Des accusations de fraudes et d’irrégularités graves

Lors d’un point de presse tenu à Bangui, Anicet-Georges Dologuélé a dénoncé ce qu’il qualifie de « fraudes massives » et de dysfonctionnements majeurs tout au long du processus électoral. Il pointe notamment la décision du Conseil constitutionnel de réviser à la hausse le taux de participation, passé de 52,42 % à 64,42 %, un ajustement qu’il juge arbitraire et révélateur de manipulations des chiffres officiels.

Une campagne électorale sous fortes tensions

La campagne présidentielle s’est déroulée dans un climat politique et sécuritaire tendu. L’opposition a dénoncé un accès inégal aux médias publics, des restrictions de rassemblements et des pressions sur certains acteurs politiques. Dans plusieurs régions, l’insécurité persistante et la présence de groupes armés ont également limité le déroulement normal des activités de campagne et, par la suite, l’organisation du scrutin.

Un scrutin marqué par de nombreux défis logistiques

Le jour du vote, des retards dans l’ouverture des bureaux, des difficultés d’acheminement du matériel électoral et l’absence de listes électorales fiables ont été signalés par des observateurs et des acteurs politiques. Si les autorités ont reconnu certaines difficultés techniques, elles ont assuré que celles-ci n’étaient pas de nature à remettre en cause la sincérité globale du scrutin.

Touadéra, d’un pouvoir de transition à une présidence renforcée

Faustin-Archange Touadéra est arrivé au pouvoir en 2016, à l’issue d’élections organisées après une longue période de transition marquée par des crises politico-militaires. Réélu une première fois en 2020 dans un contexte sécuritaire déjà fragile, il a progressivement consolidé son autorité, s’appuyant sur une majorité institutionnelle et sur des alliances sécuritaires controversées pour asseoir son pouvoir.

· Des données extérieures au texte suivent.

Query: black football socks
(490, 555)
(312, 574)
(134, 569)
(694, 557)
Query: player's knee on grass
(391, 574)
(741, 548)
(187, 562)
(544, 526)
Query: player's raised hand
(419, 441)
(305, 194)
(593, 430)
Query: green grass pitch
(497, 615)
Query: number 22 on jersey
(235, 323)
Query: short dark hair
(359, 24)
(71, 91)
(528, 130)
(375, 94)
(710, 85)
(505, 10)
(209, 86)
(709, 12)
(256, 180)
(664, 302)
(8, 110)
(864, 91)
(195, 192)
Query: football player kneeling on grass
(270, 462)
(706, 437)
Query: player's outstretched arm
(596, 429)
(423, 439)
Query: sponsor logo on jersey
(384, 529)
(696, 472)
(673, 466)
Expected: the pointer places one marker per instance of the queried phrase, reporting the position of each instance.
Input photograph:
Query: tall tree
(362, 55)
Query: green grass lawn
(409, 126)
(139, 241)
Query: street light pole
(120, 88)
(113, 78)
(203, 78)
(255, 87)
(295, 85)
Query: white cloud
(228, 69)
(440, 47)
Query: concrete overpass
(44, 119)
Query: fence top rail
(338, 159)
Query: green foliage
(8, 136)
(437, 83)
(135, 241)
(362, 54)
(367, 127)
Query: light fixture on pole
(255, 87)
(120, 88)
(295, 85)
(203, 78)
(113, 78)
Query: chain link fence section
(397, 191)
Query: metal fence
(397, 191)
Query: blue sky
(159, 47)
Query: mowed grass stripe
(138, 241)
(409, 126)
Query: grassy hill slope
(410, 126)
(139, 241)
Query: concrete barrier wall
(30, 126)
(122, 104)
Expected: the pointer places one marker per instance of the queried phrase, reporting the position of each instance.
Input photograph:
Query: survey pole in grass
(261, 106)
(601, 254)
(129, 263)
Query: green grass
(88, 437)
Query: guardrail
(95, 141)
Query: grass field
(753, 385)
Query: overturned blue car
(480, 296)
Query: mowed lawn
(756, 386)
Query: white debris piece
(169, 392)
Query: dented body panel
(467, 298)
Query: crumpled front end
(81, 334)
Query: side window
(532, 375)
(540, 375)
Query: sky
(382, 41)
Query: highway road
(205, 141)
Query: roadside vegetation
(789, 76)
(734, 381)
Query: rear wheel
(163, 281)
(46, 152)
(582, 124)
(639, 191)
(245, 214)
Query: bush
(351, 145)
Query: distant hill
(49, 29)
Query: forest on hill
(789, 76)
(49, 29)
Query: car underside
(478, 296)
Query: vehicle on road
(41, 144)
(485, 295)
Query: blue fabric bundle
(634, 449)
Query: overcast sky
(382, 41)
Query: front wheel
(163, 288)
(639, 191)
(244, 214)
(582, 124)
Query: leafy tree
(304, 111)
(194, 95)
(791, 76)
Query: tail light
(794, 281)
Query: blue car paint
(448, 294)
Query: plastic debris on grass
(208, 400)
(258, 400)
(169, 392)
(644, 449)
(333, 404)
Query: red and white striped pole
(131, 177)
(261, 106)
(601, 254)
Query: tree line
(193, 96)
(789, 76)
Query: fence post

Le changement constitutionnel au cœur des critiques

L’un des principaux points de crispation reste la réforme constitutionnelle adoptée en 2023, qui a modifié l’équilibre des pouvoirs et permis notamment au président Touadéra de briguer de nouveaux mandats. Pour l’opposition, ce changement de Constitution a ouvert la voie à une concentration excessive du pouvoir exécutif et à un affaiblissement des contre-pouvoirs, rendant les élections moins compétitives.

Un appel à l’espoir malgré la contestation

Malgré le rejet des résultats, Anicet-Georges Dologuélé a appelé ses partisans et l’ensemble de la population à garder espoir et à éviter toute violence. Selon lui, «la vérité finit toujours par éclater », affirmant que les victoires obtenues par la fraude sont fragiles et que «ce n’est pas la démocratie qui triomphe aujourd’hui, mais la force qui écrase le droit». Une déclaration qui illustre la profonde fracture politique dans un pays toujours en quête de stabilité durable.